Black Student Gets Bid to White Sorority at University of Alabama
A Black student at the University of Alabama accepted a bid to a traditionally White sorority last month, a rare case in which the longstanding racial exclusivity of the campus Greek social system has been broken.
Carla Ferguson, a freshman from Tuscaloosa, was the only Black woman to participate in the weeklong recruitment activities. She and 28 other pledges were offered membership in Gamma Phi Beta sorority.
Administrators and faculty leaders have pushed for integration of the school’s fraternities and sororities.
“I would say it’s the important first step that the faculty’s been looking for,” says Dr. Norm Baldwin, a political science professor and longtime advocate of Greek integration. “I have no doubt that lots of faculty are extremely pleased with the step that Gamma Phi Beta’s taken.”
Heather Schacht, president of the university’s Panhellenic Association, said Ferguson’s bid shows efforts to recruit minorities have been successful.
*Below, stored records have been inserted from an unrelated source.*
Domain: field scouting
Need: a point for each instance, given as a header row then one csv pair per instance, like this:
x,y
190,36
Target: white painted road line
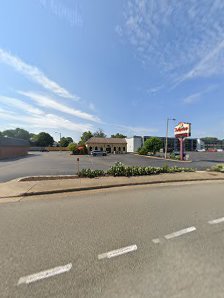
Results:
x,y
180,233
117,252
156,241
215,221
44,274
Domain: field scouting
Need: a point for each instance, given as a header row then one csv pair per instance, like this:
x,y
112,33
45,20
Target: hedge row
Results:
x,y
119,169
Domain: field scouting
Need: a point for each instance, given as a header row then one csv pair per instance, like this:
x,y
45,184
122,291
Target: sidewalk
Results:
x,y
15,188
“Now that someone has taken that (first) step, it’ll be easier for others to take that step,” Schacht told the Crimson White student newspaper.
Two years ago, a woman describing herself as half-Black said she had broken the color barrier at Alabama by joining Gamma Phi Beta. Christina Houston received a bid to join the organization in 2000 but didn’t receive much media attention until 2001, when a Black woman participated in rush but didn’t get a bid. Houston and Greek leaders said the sorority knew of her mixed race background before inviting her to join, though she eventually stopped active membership in the group.
Baldwin said faculty members would like to see all Greeks recruit at the same time, with White students visiting Black groups and vice versa.